Evidentemente, a ilha é considerada inóspita demais para uma estação de pesquisa permanente. Tendas modulares de verão são montadas na cratera de impacto Haughton, com 22 Km de largura, uma das crateras mais setentrionais do planeta. Mas mesmo as equipes mais bem equipadas da Nasa evitam os invernos rigorosos da ilha.
Como planejar sua própria expedição
Embora a Ilha Devon possa estar desabitada, as comunidades do norte de Nunavut, como as vizinhas Pond Inlet e Arctic Bay, estão muito vivas. “Há muita cultura aqui”, comenta Jason Edmunds, vice-presidente do conselho da Travel Nunavut e um dos únicos líderes de expedição inuit do Canadá. “Quando você estiver na região, pense na cultura em si. Não se concentre apenas nos impactos de outra cultura sobre ela.”

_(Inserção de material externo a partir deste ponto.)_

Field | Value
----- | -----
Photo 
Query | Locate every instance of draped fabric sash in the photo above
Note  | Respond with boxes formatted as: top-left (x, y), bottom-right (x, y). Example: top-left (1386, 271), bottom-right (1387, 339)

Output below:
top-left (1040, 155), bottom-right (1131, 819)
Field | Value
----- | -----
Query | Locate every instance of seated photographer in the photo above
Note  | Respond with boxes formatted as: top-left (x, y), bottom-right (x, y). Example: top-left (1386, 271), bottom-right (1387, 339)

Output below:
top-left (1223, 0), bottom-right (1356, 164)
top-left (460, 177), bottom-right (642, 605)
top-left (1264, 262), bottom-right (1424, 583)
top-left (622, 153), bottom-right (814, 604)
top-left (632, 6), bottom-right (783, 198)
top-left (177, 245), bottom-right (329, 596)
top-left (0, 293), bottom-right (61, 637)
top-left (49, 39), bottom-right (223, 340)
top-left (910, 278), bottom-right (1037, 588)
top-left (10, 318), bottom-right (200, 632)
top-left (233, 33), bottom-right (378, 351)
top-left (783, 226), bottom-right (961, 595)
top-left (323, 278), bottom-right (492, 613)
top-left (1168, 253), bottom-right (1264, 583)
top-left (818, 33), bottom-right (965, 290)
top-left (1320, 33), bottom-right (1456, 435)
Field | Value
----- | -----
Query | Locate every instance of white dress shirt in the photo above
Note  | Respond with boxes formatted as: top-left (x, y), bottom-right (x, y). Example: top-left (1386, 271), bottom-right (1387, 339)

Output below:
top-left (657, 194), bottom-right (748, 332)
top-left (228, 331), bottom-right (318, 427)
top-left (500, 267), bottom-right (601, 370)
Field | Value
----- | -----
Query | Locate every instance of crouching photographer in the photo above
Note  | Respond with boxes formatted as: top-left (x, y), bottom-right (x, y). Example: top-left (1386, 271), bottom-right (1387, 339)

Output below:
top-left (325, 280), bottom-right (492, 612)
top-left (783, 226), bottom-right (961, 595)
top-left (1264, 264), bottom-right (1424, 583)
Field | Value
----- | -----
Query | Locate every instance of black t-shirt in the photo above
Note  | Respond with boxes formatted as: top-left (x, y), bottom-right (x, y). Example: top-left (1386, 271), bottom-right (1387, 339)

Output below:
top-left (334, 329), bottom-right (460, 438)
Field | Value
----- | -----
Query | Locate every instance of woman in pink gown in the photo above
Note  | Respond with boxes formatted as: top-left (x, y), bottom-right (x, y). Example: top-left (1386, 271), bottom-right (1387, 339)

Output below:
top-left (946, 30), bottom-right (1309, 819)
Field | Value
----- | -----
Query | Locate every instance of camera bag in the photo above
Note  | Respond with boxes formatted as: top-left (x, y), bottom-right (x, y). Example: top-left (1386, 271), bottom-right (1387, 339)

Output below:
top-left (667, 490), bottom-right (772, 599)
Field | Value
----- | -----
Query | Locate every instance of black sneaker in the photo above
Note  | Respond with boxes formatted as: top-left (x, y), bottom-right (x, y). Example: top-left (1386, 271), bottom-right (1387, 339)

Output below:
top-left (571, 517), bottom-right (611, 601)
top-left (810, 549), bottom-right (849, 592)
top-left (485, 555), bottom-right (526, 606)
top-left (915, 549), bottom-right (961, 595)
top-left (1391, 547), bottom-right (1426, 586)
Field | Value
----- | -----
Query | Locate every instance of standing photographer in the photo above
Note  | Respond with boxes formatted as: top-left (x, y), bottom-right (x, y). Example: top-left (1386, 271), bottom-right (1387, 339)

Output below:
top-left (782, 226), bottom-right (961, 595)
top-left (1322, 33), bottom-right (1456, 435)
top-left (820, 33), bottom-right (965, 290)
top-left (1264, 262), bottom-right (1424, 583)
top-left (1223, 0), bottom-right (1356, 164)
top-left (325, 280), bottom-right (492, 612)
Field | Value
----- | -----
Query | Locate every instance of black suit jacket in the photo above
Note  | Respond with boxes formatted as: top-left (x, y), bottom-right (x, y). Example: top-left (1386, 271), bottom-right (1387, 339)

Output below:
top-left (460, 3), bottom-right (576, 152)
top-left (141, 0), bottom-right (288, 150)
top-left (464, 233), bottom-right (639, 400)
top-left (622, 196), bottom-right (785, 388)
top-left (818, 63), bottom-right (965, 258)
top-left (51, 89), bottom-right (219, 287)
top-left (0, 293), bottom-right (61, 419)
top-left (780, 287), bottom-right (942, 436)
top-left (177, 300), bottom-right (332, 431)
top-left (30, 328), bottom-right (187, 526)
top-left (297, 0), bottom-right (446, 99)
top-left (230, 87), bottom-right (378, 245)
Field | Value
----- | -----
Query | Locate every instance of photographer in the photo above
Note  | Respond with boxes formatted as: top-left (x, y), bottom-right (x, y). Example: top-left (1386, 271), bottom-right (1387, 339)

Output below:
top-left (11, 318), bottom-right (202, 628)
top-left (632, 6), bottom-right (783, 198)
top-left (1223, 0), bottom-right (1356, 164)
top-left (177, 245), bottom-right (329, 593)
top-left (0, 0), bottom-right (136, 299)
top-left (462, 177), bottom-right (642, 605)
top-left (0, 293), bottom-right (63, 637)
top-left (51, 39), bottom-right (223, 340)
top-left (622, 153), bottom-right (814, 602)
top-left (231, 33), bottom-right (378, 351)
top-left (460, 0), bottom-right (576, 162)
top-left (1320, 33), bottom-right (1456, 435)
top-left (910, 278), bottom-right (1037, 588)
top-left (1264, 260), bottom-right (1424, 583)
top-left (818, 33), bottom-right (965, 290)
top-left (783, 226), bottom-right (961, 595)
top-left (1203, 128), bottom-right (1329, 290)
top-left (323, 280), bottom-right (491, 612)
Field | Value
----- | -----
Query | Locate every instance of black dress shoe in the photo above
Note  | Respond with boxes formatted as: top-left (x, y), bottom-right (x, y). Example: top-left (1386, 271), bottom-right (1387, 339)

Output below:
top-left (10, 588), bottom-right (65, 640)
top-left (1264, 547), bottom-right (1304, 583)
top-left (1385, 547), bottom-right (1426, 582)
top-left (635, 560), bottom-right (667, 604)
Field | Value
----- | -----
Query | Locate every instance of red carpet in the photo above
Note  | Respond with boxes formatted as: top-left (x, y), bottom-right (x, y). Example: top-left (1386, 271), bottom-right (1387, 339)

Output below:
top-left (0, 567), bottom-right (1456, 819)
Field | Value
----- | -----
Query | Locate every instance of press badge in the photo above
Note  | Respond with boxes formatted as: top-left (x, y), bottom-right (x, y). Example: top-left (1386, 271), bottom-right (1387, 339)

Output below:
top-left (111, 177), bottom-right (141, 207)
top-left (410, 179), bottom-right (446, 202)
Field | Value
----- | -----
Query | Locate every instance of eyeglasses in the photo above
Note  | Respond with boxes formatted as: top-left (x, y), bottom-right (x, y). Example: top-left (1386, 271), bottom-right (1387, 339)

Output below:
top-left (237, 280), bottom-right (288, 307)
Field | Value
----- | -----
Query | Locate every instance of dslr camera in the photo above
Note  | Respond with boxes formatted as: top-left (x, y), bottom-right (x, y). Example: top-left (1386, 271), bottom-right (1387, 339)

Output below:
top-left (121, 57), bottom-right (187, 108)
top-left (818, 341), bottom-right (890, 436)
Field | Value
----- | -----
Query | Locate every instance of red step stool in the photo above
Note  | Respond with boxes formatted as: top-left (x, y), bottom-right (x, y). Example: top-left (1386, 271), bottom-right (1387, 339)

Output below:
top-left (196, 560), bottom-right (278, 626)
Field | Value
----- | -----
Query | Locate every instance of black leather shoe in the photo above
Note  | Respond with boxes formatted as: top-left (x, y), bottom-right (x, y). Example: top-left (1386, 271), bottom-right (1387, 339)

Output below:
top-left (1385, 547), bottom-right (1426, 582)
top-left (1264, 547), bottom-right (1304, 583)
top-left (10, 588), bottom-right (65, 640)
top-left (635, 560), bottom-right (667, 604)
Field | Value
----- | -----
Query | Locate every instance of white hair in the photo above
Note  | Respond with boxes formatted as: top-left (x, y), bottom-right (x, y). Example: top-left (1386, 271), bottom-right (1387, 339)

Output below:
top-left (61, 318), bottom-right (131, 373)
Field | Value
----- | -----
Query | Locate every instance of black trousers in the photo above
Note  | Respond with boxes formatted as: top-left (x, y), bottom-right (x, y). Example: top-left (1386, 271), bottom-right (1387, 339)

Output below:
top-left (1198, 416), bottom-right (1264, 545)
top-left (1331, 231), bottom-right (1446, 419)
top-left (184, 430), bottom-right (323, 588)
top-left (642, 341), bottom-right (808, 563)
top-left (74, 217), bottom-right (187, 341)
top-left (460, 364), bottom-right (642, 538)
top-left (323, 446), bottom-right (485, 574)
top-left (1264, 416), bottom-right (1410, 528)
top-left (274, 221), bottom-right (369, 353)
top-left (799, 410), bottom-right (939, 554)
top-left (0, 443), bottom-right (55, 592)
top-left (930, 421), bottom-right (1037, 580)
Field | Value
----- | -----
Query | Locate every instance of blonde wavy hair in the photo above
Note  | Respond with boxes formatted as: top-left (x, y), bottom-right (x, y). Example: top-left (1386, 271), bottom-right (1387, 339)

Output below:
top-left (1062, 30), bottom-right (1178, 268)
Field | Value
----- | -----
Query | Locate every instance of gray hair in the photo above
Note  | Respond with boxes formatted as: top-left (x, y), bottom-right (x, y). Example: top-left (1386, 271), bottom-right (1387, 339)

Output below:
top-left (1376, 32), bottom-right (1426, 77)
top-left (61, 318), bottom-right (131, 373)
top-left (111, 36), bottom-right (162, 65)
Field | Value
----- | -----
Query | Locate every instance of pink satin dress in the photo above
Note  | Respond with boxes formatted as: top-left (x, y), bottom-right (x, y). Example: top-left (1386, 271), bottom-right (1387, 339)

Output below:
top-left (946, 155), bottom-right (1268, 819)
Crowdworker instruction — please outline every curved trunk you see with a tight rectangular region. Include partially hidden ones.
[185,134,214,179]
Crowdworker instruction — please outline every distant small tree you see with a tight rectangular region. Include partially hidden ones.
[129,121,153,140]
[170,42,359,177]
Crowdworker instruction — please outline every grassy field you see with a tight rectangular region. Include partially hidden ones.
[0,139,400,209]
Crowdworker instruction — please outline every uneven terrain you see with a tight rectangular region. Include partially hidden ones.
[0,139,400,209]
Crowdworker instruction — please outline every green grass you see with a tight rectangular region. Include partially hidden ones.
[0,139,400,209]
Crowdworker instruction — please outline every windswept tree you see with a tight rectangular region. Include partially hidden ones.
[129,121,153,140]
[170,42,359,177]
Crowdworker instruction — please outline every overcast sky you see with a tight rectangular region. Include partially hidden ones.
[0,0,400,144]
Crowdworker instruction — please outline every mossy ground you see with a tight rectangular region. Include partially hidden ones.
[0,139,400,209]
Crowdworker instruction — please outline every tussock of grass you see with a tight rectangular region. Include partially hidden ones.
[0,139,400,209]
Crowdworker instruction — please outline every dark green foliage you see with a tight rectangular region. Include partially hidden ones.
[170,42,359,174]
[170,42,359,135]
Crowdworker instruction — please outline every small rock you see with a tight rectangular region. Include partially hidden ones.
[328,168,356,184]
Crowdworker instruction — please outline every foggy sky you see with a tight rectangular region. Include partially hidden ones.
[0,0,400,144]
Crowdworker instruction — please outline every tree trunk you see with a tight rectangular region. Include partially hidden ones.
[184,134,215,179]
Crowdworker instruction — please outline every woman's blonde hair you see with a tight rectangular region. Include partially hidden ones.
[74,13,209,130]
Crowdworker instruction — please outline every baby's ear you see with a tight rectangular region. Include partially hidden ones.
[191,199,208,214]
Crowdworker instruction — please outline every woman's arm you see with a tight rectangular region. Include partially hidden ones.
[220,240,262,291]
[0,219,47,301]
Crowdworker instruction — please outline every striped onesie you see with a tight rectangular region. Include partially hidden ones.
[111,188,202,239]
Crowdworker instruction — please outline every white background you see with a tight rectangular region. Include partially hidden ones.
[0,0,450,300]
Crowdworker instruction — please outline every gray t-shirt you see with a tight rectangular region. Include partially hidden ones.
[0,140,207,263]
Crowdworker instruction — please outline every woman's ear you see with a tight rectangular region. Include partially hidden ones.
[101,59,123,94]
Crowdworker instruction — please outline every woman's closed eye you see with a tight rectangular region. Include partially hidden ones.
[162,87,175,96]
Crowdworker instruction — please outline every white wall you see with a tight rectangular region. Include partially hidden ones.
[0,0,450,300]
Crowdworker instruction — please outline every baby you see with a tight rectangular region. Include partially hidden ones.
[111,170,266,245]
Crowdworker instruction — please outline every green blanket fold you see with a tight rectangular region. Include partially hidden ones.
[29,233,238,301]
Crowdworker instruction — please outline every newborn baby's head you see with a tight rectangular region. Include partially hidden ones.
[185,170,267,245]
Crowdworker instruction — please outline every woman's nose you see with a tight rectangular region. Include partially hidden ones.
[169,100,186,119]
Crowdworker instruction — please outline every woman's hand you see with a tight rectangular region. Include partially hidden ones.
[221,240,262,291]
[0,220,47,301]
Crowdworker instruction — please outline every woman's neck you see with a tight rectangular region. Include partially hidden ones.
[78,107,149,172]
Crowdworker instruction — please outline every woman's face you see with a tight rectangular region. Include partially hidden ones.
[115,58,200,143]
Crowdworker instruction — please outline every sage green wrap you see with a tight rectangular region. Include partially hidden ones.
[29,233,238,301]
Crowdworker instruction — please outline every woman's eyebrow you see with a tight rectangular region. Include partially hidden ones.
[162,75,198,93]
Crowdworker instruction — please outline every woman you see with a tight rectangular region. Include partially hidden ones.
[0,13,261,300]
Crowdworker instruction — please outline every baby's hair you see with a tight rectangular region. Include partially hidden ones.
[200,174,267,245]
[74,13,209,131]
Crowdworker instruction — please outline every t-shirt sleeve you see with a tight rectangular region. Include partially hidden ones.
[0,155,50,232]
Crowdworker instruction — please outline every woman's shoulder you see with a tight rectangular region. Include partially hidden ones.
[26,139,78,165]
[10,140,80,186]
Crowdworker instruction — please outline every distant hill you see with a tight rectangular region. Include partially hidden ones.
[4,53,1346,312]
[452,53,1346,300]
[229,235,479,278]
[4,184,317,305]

Hoje, a maioria dos visitantes explora a Ilha Devon e seus vizinhos do Ártico por meio de cruzeiros de expedição. Empresas como Adventure Canada e Lindblad Expeditions oferecem itinerários pela Passagem do Noroeste, onde os viajantes podem observar a vida selvagem, fazer caminhadas e explorar antigos assentamentos inuítes e relíquias de expedições passadas. No entanto, é essencial entender o ponto crucial dos cruzeiros de expedição. Seu itinerário será flexível com o gelo, assim como todas as viagens desde o primeiro explorador inuit.